Quand Sylvie Ohayon jalousait «Le s Bourgeoises»
Par Etienne Dumont
Grandie à La Courneuve, l’auteure se raconte dans un livre qualifié de roman. Il lui a fallu s’intégrer à Paris dans un monde très différent.
Elle vient d’ailleurs. Elle reste un ovni dans le monde où elle évolue aujourd’hui. Après avoir beaucoup observé, Sylvie Ohayon a pourtant voulu s’intégrer. Seulement voilà! «Les Bourgeoises», c’est autre chose, même si l’espèce a beaucoup changé de genre. Le mot recouvre maintenant davantage des femmes et des filles friquées vivant dans les meilleurs quartiers de la ville que les membres sages de dynasties pétries de principes.
Née dans une famille juive du Sud, Sylvie a grandi à la Cité des 4000. Vous ne connaissez sans doute pas. Il s’agit d’une des agglomérations composant La Courneuve, tout au bout d’une ligne de métro. Chômage. Violence. Délinquance. Le lieu jouit d’une fort mauvaise réputation. La banlieusarde y voit pourtant une certaine chaleur, notamment familiale. Il lui arrive d’ailleurs encore d’y retourner.

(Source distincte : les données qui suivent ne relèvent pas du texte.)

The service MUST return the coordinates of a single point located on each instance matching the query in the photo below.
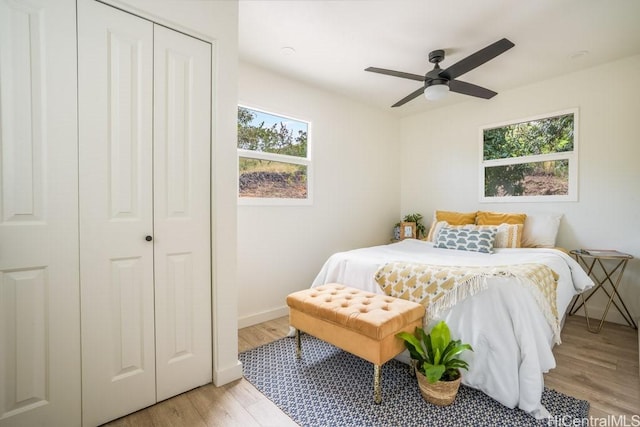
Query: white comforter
(511, 338)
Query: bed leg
(377, 387)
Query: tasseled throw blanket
(440, 287)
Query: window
(531, 160)
(274, 164)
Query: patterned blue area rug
(330, 387)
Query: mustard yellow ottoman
(360, 322)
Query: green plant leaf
(440, 336)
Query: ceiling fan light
(436, 91)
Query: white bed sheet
(511, 338)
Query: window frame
(282, 158)
(570, 156)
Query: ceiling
(335, 40)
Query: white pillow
(540, 230)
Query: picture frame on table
(407, 230)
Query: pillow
(508, 235)
(541, 230)
(497, 218)
(467, 238)
(453, 218)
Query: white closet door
(182, 88)
(116, 262)
(39, 298)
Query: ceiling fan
(438, 82)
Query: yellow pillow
(508, 235)
(497, 218)
(453, 218)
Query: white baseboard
(225, 376)
(263, 316)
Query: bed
(511, 337)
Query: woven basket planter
(441, 393)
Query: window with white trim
(531, 160)
(274, 162)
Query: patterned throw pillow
(466, 238)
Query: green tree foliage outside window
(273, 159)
(525, 142)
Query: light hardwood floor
(601, 368)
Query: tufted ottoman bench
(360, 322)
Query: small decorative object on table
(420, 229)
(437, 364)
(407, 230)
(613, 271)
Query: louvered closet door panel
(39, 298)
(116, 262)
(182, 211)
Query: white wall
(440, 161)
(216, 22)
(356, 197)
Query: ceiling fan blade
(396, 73)
(409, 97)
(476, 59)
(470, 89)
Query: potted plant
(420, 228)
(437, 363)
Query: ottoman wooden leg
(377, 387)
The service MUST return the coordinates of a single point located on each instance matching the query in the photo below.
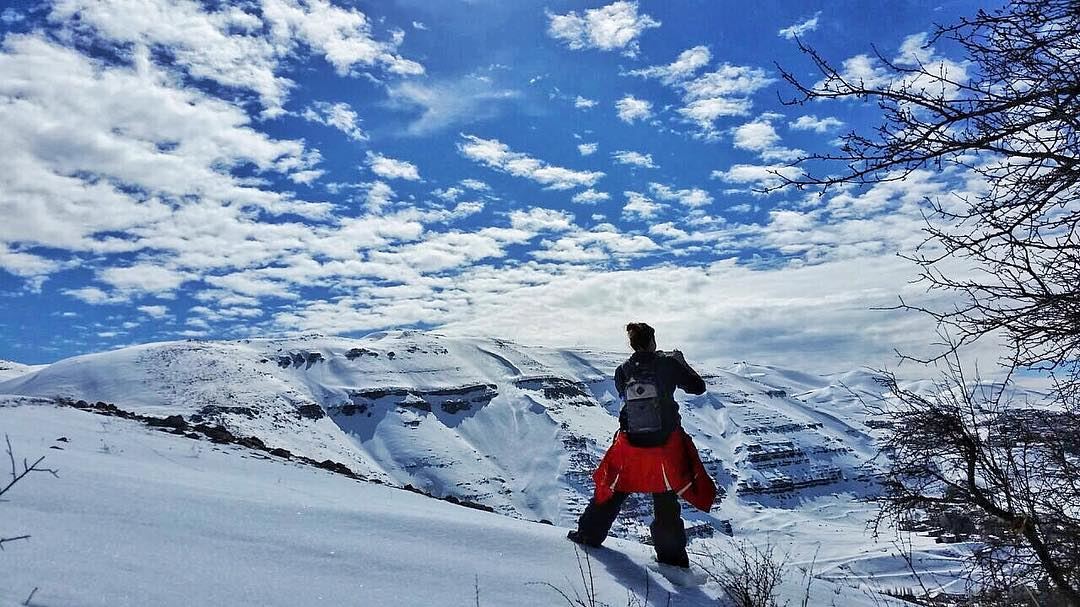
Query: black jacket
(671, 374)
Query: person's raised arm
(686, 377)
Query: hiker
(650, 453)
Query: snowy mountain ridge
(515, 428)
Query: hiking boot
(577, 537)
(683, 563)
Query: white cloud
(800, 28)
(379, 194)
(339, 116)
(608, 28)
(634, 159)
(154, 311)
(590, 197)
(541, 220)
(582, 103)
(96, 151)
(686, 65)
(761, 137)
(639, 206)
(448, 103)
(721, 93)
(145, 278)
(756, 136)
(705, 112)
(10, 15)
(475, 185)
(759, 176)
(390, 169)
(820, 319)
(728, 81)
(26, 265)
(598, 245)
(693, 198)
(632, 109)
(586, 149)
(498, 156)
(239, 46)
(811, 122)
(342, 36)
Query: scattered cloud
(693, 198)
(390, 169)
(240, 48)
(339, 116)
(761, 137)
(632, 109)
(590, 197)
(498, 156)
(685, 66)
(709, 96)
(10, 16)
(634, 159)
(798, 29)
(639, 206)
(474, 185)
(378, 194)
(588, 149)
(443, 104)
(615, 27)
(811, 122)
(157, 312)
(759, 176)
(582, 103)
(755, 136)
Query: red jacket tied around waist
(674, 466)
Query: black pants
(669, 535)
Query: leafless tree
(748, 575)
(17, 475)
(977, 457)
(1008, 118)
(1002, 125)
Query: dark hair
(640, 335)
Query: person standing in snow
(650, 453)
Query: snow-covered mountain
(517, 429)
(10, 369)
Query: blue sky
(539, 171)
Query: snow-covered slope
(11, 369)
(143, 517)
(515, 428)
(518, 429)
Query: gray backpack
(642, 401)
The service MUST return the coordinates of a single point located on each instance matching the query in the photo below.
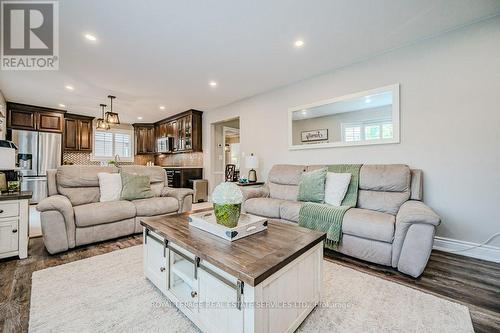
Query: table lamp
(252, 163)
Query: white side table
(14, 223)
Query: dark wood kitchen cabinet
(144, 138)
(78, 133)
(185, 128)
(35, 118)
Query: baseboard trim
(485, 252)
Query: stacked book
(247, 225)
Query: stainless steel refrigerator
(37, 152)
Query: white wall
(450, 123)
(3, 111)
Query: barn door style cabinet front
(218, 302)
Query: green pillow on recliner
(312, 186)
(135, 187)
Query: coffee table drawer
(9, 209)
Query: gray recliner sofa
(390, 224)
(72, 215)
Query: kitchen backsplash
(81, 158)
(186, 159)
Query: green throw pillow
(312, 186)
(135, 187)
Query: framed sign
(315, 135)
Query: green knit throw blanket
(328, 218)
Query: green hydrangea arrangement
(227, 199)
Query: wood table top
(251, 259)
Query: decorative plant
(227, 199)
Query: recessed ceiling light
(299, 43)
(90, 37)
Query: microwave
(165, 144)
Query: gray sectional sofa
(390, 225)
(72, 215)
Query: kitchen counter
(181, 167)
(16, 195)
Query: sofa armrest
(411, 213)
(57, 202)
(414, 211)
(62, 205)
(183, 195)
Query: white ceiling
(152, 53)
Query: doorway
(226, 149)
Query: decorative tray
(247, 225)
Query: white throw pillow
(336, 187)
(110, 185)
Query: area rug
(109, 293)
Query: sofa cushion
(156, 206)
(103, 212)
(384, 188)
(135, 186)
(267, 207)
(312, 186)
(286, 174)
(369, 224)
(387, 177)
(80, 182)
(110, 186)
(289, 210)
(386, 202)
(283, 192)
(157, 175)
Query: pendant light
(112, 117)
(101, 124)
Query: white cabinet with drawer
(14, 219)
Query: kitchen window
(370, 130)
(108, 144)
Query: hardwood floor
(474, 283)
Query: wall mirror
(364, 118)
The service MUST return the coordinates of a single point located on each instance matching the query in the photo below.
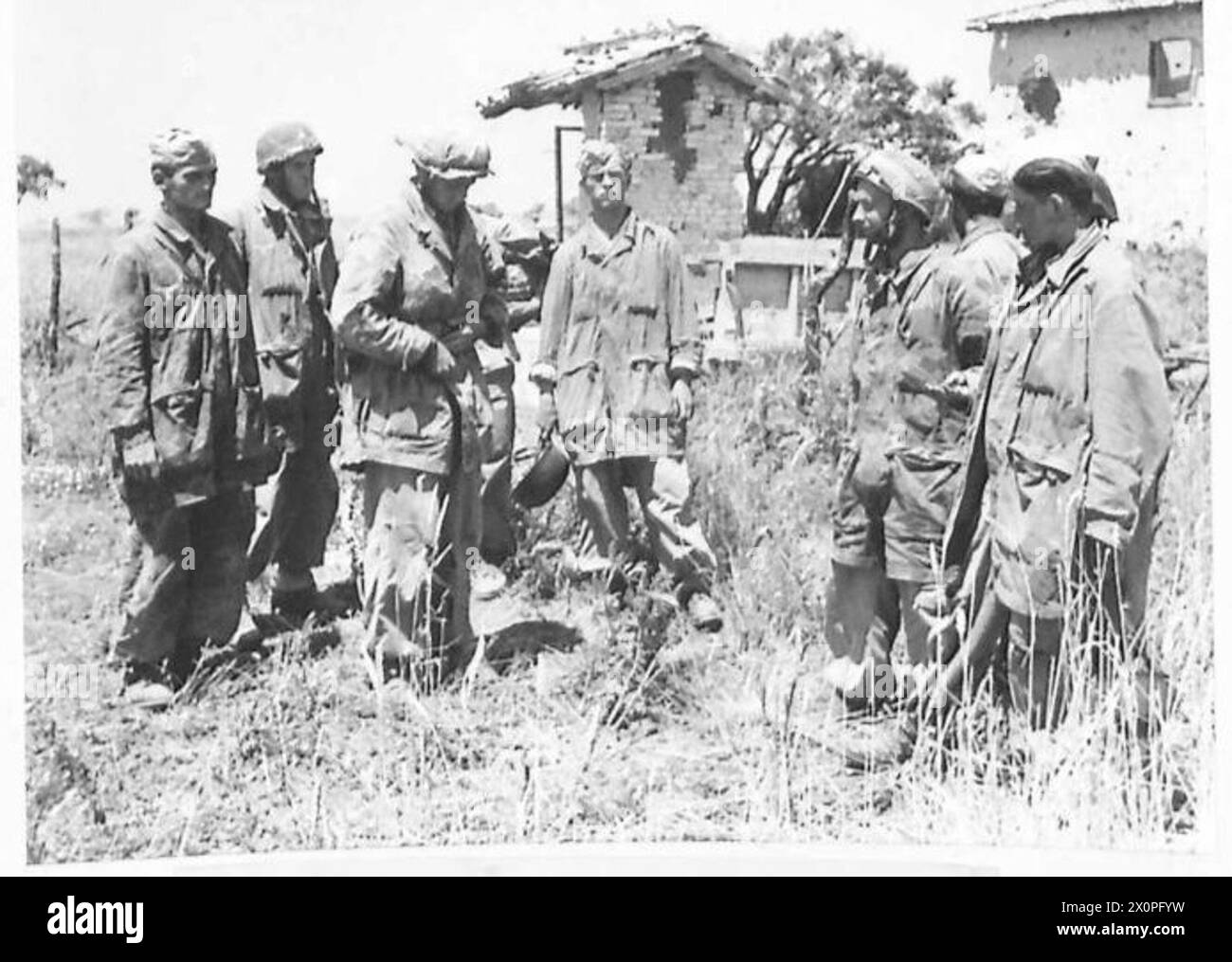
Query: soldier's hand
(681, 401)
(459, 340)
(547, 416)
(442, 361)
(139, 460)
(933, 603)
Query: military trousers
(888, 522)
(186, 588)
(498, 469)
(422, 542)
(297, 505)
(661, 486)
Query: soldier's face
(605, 186)
(871, 210)
(189, 188)
(1036, 218)
(299, 176)
(446, 194)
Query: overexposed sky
(95, 79)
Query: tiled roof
(626, 60)
(1058, 9)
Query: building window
(1173, 72)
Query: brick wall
(693, 190)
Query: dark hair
(978, 204)
(1045, 176)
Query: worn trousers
(498, 469)
(423, 537)
(890, 517)
(661, 488)
(188, 588)
(296, 510)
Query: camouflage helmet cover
(450, 156)
(177, 148)
(978, 175)
(282, 142)
(904, 179)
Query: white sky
(95, 79)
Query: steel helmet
(282, 142)
(543, 477)
(978, 175)
(904, 179)
(451, 156)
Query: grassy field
(592, 722)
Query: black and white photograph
(551, 427)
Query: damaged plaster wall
(686, 134)
(1153, 156)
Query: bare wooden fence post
(50, 340)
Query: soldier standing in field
(283, 235)
(176, 354)
(619, 350)
(1071, 434)
(922, 323)
(413, 299)
(522, 255)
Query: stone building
(678, 100)
(1121, 79)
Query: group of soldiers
(1010, 415)
(401, 358)
(1013, 424)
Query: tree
(35, 177)
(838, 97)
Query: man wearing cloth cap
(176, 354)
(617, 352)
(919, 321)
(413, 297)
(524, 254)
(1070, 438)
(283, 235)
(981, 272)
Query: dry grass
(594, 722)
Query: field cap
(179, 148)
(599, 153)
(284, 140)
(1103, 204)
(978, 175)
(450, 155)
(903, 177)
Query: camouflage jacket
(617, 329)
(177, 357)
(291, 278)
(1072, 426)
(405, 283)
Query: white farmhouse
(1121, 79)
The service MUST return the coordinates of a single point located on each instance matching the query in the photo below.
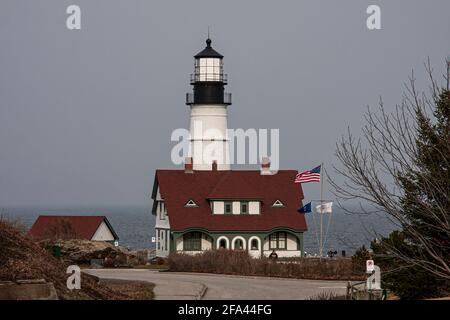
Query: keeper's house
(207, 205)
(245, 210)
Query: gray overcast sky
(86, 116)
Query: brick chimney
(265, 166)
(188, 165)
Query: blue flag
(305, 209)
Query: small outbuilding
(94, 228)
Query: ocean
(135, 225)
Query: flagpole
(321, 211)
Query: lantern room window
(208, 69)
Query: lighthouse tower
(209, 145)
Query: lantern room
(208, 78)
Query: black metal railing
(209, 77)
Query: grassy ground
(240, 263)
(135, 290)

Une carrière dans la publicité
Seulement voilà! Elle est surdouée à l’école. L’adolescente peut donc intégrer un établissement du centre. Lycée très coté. Et c’est là qu’elle rencontre si ce n’est ces premières bourgeoises, du moins leurs filles pourries par l’argent. Notez qu’elle présente aujourd’hui la chose sous la forme d’un roman. La chose se fait beaucoup en ce moment. Elle permet à l’auteur d’extrapoler, de schématiser, voire d’inventer sans que nul n’y trouve à redire.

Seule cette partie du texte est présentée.